I mean, “Holofone Phablet.” I think we’re finally to that point in tech-speak where we’ve just gone full Dr. Seuss. The tech world’s language problems have always been glaring: Its inability to move beyond generic words like “mobile” and “devices.” Attaching the word “smart” to everything. Software startups that leave out vowels or sound like children’s products. Heck, the “Internet of Things.” Holofone Phablet, though, that’s a whole ’nuther level.
But I’m going to defend it.
The product. Not the words. I just needed to address the Horton in the room.
We’ve long reached a crest in smartphones, where they’re all basically the same. It’s a good kind of the same, as they all do mostly what we need them to do. But nothing really differentiates them from each other and most of the things that they advertise as differentiating are either gimmicks or extremely obvious improvements that don’t really get people excited.
But I’m digging the defining feature of Akyumen’s Holofone Phablet: A built-in 45-lumen projector that projects a 100-inch screen onto any surface.
Projectors in phones have been attempted in the past, for sure, although the results were less than compelling. A big difference here is just the size of the phone. Or tablet. It’s a seven-inch screen, hence the phablet moniker. But that gives it room to incorporate a more powerful projector.

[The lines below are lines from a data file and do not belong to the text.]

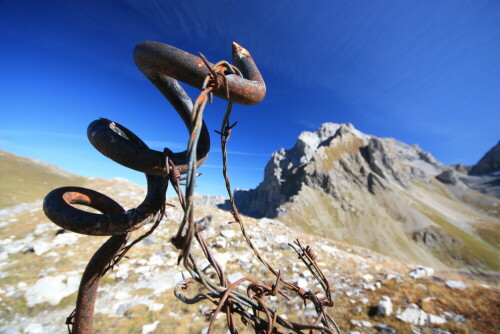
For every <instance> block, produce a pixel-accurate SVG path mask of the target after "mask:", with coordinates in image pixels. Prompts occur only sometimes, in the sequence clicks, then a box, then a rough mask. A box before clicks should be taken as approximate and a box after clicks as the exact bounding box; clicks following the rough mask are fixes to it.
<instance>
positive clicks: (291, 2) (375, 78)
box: [0, 0, 500, 194]
mask: <svg viewBox="0 0 500 334" xmlns="http://www.w3.org/2000/svg"><path fill="white" fill-rule="evenodd" d="M143 40H154V41H159V42H164V43H167V44H170V45H173V46H175V47H177V48H180V49H184V50H186V51H189V52H191V53H197V52H199V51H201V52H202V53H203V54H204V55H205V56H206V57H207V58H208V59H209V60H210V61H212V62H216V61H218V60H222V59H228V60H230V57H231V42H232V41H236V42H238V43H239V44H241V45H242V46H244V47H246V48H247V49H248V50H249V51H250V52H251V54H252V56H253V57H254V59H255V61H256V63H257V65H258V67H259V69H260V71H261V73H262V75H263V76H264V79H265V81H266V84H267V96H266V98H265V100H264V101H263V102H262V103H260V104H259V105H256V106H249V107H248V106H239V105H235V107H234V110H233V120H237V121H239V125H238V126H237V127H236V128H235V130H234V132H233V135H232V137H231V140H230V142H229V150H230V151H231V152H232V153H230V155H229V167H230V175H231V178H232V181H233V186H234V187H240V188H252V187H255V186H256V185H257V184H258V183H259V182H260V181H261V180H262V177H263V171H264V166H265V164H266V162H267V161H268V160H269V158H270V156H271V153H272V152H273V151H275V150H278V149H279V148H281V147H285V148H290V147H292V146H293V145H294V143H295V141H296V138H297V136H298V135H299V134H300V132H301V131H304V130H315V129H316V128H317V127H318V126H319V125H320V124H321V123H323V122H337V123H343V122H350V123H353V124H354V126H355V127H356V128H358V129H359V130H361V131H363V132H365V133H369V134H373V135H377V136H381V137H394V138H397V139H398V140H401V141H403V142H405V143H408V144H418V145H420V146H421V147H422V148H423V149H424V150H427V151H429V152H431V153H432V154H433V155H434V156H436V157H437V158H438V159H439V160H441V161H442V162H444V163H445V164H452V163H458V162H463V163H466V164H474V163H476V162H477V161H478V159H479V158H480V157H481V156H482V155H483V154H484V153H485V152H486V151H487V150H488V149H489V148H491V147H492V146H493V145H494V144H496V142H497V141H498V140H499V139H500V1H482V0H478V1H444V0H443V1H399V0H398V1H373V0H369V1H352V0H346V1H290V0H289V1H132V0H131V1H0V42H1V47H0V51H1V52H0V147H1V148H3V149H5V150H8V151H10V152H13V153H16V154H19V155H22V156H27V157H34V158H38V159H42V160H44V161H47V162H49V163H52V164H55V165H58V166H60V167H62V168H64V169H67V170H69V171H71V172H74V173H78V174H82V175H86V176H101V177H108V178H111V177H115V176H121V177H125V178H127V179H130V180H132V181H135V182H137V183H140V184H144V183H145V178H144V176H143V175H142V174H141V173H138V172H135V171H130V170H128V169H127V168H125V167H121V166H119V165H117V164H116V163H114V162H112V161H110V160H108V159H107V158H105V157H104V156H102V155H101V154H100V153H99V152H97V151H96V150H95V149H94V148H93V147H92V146H91V144H90V143H89V142H88V140H87V138H86V128H87V125H88V124H89V123H90V122H91V121H93V120H94V119H97V118H98V117H105V118H109V119H111V120H114V121H116V122H119V123H121V124H123V125H125V126H127V127H128V128H129V129H131V130H132V131H134V132H135V133H136V134H137V135H139V137H141V138H142V139H143V140H145V141H146V142H147V143H148V144H150V146H151V147H152V148H155V149H161V148H163V147H164V146H167V147H169V148H171V149H172V150H174V151H176V150H183V149H185V147H186V141H187V139H188V136H187V131H186V130H185V128H184V126H183V124H182V122H181V121H180V118H179V117H178V116H177V114H176V113H175V111H173V109H172V107H171V106H170V105H169V103H168V102H167V101H166V100H165V99H164V98H163V97H162V96H161V94H160V93H159V92H158V91H157V90H156V89H155V88H154V86H153V85H152V84H151V83H149V81H148V80H147V79H146V78H145V77H144V76H143V75H142V74H141V72H139V70H138V69H137V68H136V67H135V65H134V63H133V61H132V50H133V49H134V46H135V45H136V44H137V43H138V42H140V41H143ZM188 92H189V93H190V94H191V96H193V97H195V96H196V94H197V91H196V90H194V89H189V90H188ZM224 108H225V104H224V103H223V102H222V100H220V99H217V102H216V103H214V104H213V105H209V106H207V109H206V111H205V119H206V121H207V124H208V126H209V128H210V131H212V129H218V128H219V127H220V122H221V118H222V116H223V113H224ZM212 143H213V151H212V153H211V155H210V157H209V160H208V161H207V163H206V165H205V166H204V167H202V169H201V170H200V171H201V172H203V173H204V175H203V176H202V177H201V178H200V179H199V180H198V185H199V186H198V191H199V192H202V193H210V194H222V193H224V189H223V185H222V182H221V180H222V179H221V178H220V177H219V176H218V175H219V172H220V171H221V168H220V166H221V162H220V153H219V152H220V150H218V147H217V146H218V142H217V137H216V136H215V135H213V136H212Z"/></svg>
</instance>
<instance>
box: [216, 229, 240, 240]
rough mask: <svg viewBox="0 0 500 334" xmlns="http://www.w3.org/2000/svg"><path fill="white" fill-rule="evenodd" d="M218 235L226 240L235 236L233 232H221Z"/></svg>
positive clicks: (221, 231)
mask: <svg viewBox="0 0 500 334" xmlns="http://www.w3.org/2000/svg"><path fill="white" fill-rule="evenodd" d="M220 235H221V236H222V237H224V238H226V239H232V238H233V237H234V236H235V235H236V232H235V231H234V230H222V231H220Z"/></svg>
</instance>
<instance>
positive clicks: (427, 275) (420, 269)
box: [408, 266, 434, 279]
mask: <svg viewBox="0 0 500 334" xmlns="http://www.w3.org/2000/svg"><path fill="white" fill-rule="evenodd" d="M408 275H410V277H412V278H414V279H417V278H422V277H427V276H432V275H434V269H432V268H429V267H424V266H416V267H415V268H414V269H413V270H412V271H410V273H409V274H408Z"/></svg>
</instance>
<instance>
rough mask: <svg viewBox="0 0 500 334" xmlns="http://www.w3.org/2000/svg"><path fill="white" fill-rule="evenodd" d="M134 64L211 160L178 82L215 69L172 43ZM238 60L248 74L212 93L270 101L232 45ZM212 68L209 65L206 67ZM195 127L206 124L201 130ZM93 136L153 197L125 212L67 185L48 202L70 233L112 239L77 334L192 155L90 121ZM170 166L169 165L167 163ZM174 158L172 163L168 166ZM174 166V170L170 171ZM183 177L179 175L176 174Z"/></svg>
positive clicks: (101, 197) (64, 228) (74, 328)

Here’s why I like the direction (again, assuming it works well). The far-future of mobile devices, when they become revolutionary again, is when they’re not around anymore. When actually interacting with the device itself will be considered highly primitive, like walking across the room to change a channel.
The projection feature of the Holophone Phablet doesn’t really put us in that direction, but it at least gets us thinking in that direction. Now that small rectangle of glass can be a more communal device. “Check out this video” becomes a real experience shared side-by-side with other people and enabled by the technology instead of confined within it. It gets us thinking about every surface being interactable, making the entire world our interface instead of shrinking the world down to a few inches and placing it under glass.
On the enterprise side, this could be wildly invaluable for sales people. We make sales enablement apps for iPad a lot here, and there are always lingering questions over how many of the sales force actually have iPads or engage in the few scenarios where sales people would choose iPads over laptops. The “Here, let me show you real quick” scenarios get brought up a lot, where a sales person is chatting to a client at the bar or sitting next to them at a conference and hands them the iPad. But being able to address the more common use cases of a conference room full of people or even just one person on the other side of a big desk without the ritual of finding the right wires and connectors and updates and channels that inevitably goes on in order to share a screen across even compatible devices will change the whole tenor of a presentation. You walk in, you aim at a wall, you press a button. That’s style points.
The Holophone Phablet debuts September 1, and dual boots Android and Windows 10. While, I can’t believe it will have a big uptake despite everything I’ve said so far, all the preorders are at least sold out.
In the end, though, this is probably what it will take to evolve the phone. Or the tablet. Some random-seeming company showing the big guys how to think outside the phone. You know, unlike that last turn of phrase.